According to the British "Daily Mail" reported on August 31, the US Food and Drug Administration (FDA) warned on the 30th that the addition of liquid nitrogen ice cream, cereals, cocktails and candy in the youth group is particularly popular. "It may cause damage to the skin and internal organs, which is caused by the liquid nitrogen used in it." Liquid nitrogen remaining in food and drink can cause serious and even life-threatening injuries, including damage to the skin and internal organs.


Similarly, extreme cold may have a similar effect on the internal tissues of the human body, so the consumption of smoky liquid nitrogen balls can damage the esophagus and lungs. A man who uploaded his video of two "liquid nitrogen puffs" showed that his mouth had been frostbitten. A mother in Florida warned other parents to keep their children away from this food after their son had asthma due to eating liquid nitrogen snacks.

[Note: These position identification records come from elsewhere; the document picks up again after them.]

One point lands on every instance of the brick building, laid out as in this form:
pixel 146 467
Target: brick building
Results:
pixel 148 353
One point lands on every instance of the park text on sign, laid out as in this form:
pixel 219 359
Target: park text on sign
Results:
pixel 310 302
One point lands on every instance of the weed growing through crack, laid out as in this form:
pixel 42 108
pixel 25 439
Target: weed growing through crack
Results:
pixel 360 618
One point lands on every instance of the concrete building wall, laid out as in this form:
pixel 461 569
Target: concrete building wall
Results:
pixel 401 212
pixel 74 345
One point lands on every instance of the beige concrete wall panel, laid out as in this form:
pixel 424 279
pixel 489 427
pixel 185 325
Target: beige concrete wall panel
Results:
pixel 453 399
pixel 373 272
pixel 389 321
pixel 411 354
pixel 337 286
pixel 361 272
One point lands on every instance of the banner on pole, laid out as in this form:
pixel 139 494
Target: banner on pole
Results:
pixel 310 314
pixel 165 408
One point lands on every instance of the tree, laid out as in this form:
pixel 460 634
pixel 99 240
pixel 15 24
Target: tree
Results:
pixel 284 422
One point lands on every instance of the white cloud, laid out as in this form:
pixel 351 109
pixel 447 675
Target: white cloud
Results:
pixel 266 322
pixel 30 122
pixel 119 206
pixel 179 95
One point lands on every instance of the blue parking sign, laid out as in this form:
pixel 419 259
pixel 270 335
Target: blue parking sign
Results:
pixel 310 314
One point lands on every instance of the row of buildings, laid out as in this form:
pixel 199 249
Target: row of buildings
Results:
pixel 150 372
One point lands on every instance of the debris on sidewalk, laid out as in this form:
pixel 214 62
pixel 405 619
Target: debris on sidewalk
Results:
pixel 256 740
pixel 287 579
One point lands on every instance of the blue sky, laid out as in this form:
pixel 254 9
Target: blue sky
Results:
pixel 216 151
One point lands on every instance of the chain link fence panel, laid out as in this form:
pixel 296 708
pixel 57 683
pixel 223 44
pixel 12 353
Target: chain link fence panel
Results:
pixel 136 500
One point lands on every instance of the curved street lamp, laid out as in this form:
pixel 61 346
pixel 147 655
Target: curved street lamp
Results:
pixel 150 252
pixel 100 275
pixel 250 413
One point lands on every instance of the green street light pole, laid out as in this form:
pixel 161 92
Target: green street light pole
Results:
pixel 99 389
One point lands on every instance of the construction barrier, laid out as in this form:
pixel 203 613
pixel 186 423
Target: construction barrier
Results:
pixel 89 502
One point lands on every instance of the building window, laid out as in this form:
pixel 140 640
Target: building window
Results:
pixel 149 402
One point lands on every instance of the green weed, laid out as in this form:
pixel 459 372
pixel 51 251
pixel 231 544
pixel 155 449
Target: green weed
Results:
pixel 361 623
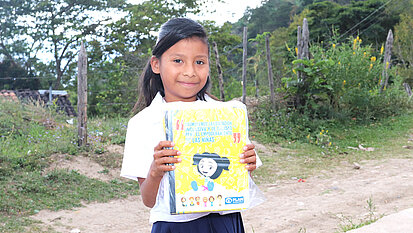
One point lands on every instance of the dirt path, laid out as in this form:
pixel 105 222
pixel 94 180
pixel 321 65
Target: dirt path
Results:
pixel 320 204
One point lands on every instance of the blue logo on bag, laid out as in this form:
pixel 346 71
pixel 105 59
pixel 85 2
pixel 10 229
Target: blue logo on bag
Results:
pixel 234 200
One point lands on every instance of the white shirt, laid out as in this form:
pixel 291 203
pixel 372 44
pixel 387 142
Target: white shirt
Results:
pixel 145 131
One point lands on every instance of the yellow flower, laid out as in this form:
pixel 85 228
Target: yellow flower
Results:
pixel 288 48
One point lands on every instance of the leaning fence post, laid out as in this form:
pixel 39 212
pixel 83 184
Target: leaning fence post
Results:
pixel 82 97
pixel 244 66
pixel 219 68
pixel 386 61
pixel 269 69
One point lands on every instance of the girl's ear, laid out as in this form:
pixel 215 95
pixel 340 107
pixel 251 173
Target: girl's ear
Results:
pixel 155 65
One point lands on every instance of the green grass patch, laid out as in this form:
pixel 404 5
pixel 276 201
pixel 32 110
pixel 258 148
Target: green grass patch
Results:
pixel 285 159
pixel 29 135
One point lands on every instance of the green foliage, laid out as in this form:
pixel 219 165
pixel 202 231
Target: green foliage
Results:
pixel 342 81
pixel 228 46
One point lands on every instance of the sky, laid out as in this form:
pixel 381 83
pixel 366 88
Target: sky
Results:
pixel 231 10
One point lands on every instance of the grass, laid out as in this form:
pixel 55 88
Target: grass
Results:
pixel 301 159
pixel 349 224
pixel 30 134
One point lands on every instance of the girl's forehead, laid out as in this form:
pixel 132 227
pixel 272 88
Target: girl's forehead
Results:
pixel 188 44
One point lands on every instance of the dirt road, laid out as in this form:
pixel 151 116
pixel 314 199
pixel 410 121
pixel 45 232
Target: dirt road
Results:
pixel 324 203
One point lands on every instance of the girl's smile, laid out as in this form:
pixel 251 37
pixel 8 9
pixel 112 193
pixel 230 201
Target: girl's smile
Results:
pixel 184 69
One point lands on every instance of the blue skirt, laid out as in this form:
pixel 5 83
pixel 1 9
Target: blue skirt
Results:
pixel 212 223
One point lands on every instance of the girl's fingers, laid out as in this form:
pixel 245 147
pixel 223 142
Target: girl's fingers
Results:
pixel 251 167
pixel 251 159
pixel 167 160
pixel 162 145
pixel 249 147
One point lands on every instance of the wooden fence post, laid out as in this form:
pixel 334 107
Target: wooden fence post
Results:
pixel 82 97
pixel 299 48
pixel 244 67
pixel 269 68
pixel 386 61
pixel 408 89
pixel 220 78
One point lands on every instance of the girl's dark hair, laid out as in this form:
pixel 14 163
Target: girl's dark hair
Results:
pixel 171 32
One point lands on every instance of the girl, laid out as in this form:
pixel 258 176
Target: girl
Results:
pixel 177 71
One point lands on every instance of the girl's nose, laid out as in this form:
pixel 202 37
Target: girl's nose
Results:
pixel 189 70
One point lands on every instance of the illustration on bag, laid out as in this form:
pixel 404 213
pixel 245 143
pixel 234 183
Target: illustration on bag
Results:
pixel 210 139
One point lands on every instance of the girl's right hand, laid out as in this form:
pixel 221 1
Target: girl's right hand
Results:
pixel 163 157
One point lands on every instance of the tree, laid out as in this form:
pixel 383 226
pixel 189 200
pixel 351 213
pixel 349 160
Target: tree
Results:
pixel 117 61
pixel 54 27
pixel 368 19
pixel 229 46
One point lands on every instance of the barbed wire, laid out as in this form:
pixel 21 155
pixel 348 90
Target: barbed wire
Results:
pixel 356 25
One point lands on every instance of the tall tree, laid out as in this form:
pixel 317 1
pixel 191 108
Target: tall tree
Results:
pixel 54 27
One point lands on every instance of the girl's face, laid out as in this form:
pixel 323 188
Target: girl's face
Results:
pixel 184 69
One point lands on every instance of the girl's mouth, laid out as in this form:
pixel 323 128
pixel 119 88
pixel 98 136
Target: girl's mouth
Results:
pixel 187 84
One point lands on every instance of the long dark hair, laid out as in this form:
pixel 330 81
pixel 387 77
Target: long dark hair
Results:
pixel 171 32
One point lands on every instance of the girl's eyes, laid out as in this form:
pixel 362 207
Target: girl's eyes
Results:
pixel 181 61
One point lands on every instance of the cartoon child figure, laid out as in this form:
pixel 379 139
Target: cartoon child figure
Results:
pixel 191 201
pixel 205 199
pixel 210 166
pixel 219 198
pixel 211 199
pixel 183 200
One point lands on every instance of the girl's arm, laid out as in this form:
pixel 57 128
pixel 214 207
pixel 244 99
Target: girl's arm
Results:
pixel 249 157
pixel 162 157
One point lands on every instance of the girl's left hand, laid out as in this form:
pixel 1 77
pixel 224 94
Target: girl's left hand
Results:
pixel 249 157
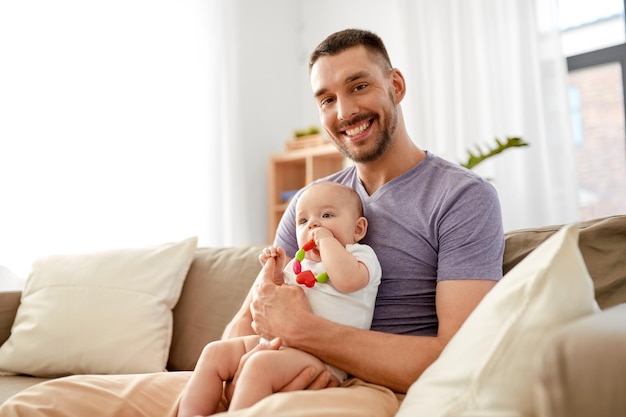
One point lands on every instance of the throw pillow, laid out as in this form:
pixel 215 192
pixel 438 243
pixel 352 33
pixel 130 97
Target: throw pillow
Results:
pixel 487 367
pixel 108 312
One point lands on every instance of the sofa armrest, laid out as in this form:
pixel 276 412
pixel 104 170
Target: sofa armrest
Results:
pixel 9 301
pixel 583 368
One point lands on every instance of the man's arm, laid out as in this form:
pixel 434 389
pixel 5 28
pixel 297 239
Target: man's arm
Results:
pixel 241 325
pixel 395 361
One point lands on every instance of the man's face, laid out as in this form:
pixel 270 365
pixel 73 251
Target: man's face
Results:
pixel 354 95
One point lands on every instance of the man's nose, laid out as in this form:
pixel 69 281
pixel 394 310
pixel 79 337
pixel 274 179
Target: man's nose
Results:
pixel 346 108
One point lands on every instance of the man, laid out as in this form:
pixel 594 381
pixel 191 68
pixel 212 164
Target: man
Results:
pixel 436 228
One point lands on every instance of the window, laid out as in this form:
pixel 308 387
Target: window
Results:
pixel 593 39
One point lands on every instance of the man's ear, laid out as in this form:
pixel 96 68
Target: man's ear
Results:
pixel 360 229
pixel 398 84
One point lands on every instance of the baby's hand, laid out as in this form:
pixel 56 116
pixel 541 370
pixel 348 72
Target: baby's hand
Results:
pixel 279 257
pixel 271 252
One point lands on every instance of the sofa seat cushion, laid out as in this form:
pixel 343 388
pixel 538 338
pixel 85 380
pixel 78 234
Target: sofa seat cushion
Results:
pixel 583 368
pixel 108 312
pixel 12 384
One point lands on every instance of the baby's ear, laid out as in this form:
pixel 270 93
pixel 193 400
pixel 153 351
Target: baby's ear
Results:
pixel 360 229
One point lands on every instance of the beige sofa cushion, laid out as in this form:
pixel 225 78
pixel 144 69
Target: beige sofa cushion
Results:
pixel 216 285
pixel 602 243
pixel 583 371
pixel 487 369
pixel 107 312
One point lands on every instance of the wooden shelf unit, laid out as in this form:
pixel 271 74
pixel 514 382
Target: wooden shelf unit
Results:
pixel 292 170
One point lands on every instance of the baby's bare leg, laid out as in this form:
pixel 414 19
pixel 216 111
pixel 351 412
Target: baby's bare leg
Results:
pixel 218 363
pixel 266 372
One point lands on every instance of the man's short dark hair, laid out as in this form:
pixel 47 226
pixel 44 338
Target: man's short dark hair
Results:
pixel 348 38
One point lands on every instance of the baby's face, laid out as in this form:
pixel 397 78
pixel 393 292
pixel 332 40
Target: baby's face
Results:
pixel 330 206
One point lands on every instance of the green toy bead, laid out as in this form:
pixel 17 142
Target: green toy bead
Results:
pixel 322 278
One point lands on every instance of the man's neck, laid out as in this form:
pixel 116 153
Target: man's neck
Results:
pixel 400 157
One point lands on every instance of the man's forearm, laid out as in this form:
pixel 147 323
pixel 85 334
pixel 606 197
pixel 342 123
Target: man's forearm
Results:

According to the National Food Safety Standards for Food Additives (GB2760-2014), in the regulations on the use of food processing aids such as nitrogen, nitrogen can be used in various food processing processes, and the residual amount is not limited (with GB2760-2014) Table C.1 screenshot).


Because of the colorless, odorless, non-toxic chemical nature of nitrogen, there is no reaction in the body, so there is no limit on intake. As a processing aid, nitrogen does not have food quality and safety problems when it is used. However, in the liquid form, since the liquid nitrogen temperature is extremely low, the human skin directly contacts for more than 2 seconds, it is frostbitten and irreversible, so the edible liquid is consumed. Nitrogen foods should pay attention to the method of consumption to avoid irreversible frostbite.

However, since nitrogen is usually present in the atmosphere in gaseous form, to make it a liquid, the temperature generally needs to be as low as minus 195.5 degrees Celsius, while the lowest temperature recorded in Antarctica is minus 90 degrees Celsius. The FDA warned that although nitrogen is not toxic and can be used to preserve food, very low temperatures can cause frostbite on the skin and damage the throat and stomach.